Sat 28 May 2005
This blog is a great read for anyone interested in anthropology and economics, so I was sad to see a bit of Williams bashing.
Do you remember Eddie Murphy’s “White Like Me” routine on Saturday Night Life, the one in which he revealed that white people don’t have to pay for the bus or sign for a loan?
I always thought this was comedy…until I received this disturbing email.
The Orvis Company Store Private Shopping Night
Save the date! Thanks to the generosity of The Orvis Company Inc President/CEO Perk Perkins (Williams ‘75), All-Ivy Club Members are invited to a private, after-hours opportunity at their Manhattan store located just blocks away from the club to get outfitted for summer.
…
Privilege, it’s a terrible thing. (Among other things, it encourages you to dress badly.)
Orvis is very Eph.
May 28th, 2005 at 7:41 pm
Considering the author has a Ph.D. in Anthropology from the University of Chicago, he’s not very observant.

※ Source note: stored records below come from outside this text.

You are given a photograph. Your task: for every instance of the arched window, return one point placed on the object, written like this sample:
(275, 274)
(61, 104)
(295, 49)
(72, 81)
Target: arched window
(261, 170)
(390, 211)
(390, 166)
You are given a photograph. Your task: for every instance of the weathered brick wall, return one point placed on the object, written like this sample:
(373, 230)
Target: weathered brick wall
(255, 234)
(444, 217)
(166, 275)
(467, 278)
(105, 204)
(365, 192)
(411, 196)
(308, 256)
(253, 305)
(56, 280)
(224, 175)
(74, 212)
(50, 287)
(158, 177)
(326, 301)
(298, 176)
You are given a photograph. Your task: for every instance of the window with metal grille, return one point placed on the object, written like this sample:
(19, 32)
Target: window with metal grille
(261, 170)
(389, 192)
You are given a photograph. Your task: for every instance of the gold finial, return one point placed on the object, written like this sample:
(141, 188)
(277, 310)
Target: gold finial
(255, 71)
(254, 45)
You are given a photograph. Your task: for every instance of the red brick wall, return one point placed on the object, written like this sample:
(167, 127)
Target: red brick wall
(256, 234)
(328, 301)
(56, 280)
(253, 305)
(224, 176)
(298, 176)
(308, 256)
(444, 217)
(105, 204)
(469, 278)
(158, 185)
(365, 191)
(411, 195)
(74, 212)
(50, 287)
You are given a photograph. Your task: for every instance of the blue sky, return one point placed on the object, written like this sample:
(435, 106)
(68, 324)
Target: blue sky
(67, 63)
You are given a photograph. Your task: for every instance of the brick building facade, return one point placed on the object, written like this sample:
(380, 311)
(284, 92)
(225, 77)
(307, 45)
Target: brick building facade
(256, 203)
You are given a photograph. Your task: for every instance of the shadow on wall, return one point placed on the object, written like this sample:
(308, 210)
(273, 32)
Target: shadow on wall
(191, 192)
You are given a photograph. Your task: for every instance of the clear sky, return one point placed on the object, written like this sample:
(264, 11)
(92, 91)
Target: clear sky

First, he invokes “White Like Me” as the reason for bashing Williams, and yet Williams now enrolls about a quarter minority students. If he thinks Williams is the WASP heaven it was in the 30s, he needs his eyes checked.
Second, he cites Orvis as a catalyst of dressing badly. Could have fooled me. Today’s Williams students look good in casual dress no matter which brand they’re fixated on — Orvis, L.L. Bean, J. Crew, Eddie Bauer, etc. Where they fall down is in dressing up. When I go back to Williamstown and see student groups perform it amazes me how poorly they dress. True, they follow the letter of the law, but don’t get the form right. The women wear black dresses, but often they fit poorly. The men wear blazers but the sleeves aren’t the right length and the collars gape. So the blog writer has the causality wrong: a clothing brand doesn’t make them dress badly; wearing casual clothes their entire life causes this.
Finally, he’s not indignant about the right thing. In this world of frequent flyer miles, BJs Wholesale Club, Marriott Reward Points, etc., getting a discount due to affiliation is a fact of American life. However, paying $160,000 over four years to get a 10 or 20% discount on clothing for one night strikes me as not one of life’s better deals. A family of four that forks out for a BJ’s card gets a much better return.
Come to think of it, maybe he’s right. After all, he does say, “Privilege, it’s a terrible thing.”
May 28th, 2005 at 8:14 pm
Guy: Your failure to mention a Chuckee Cheese card is major!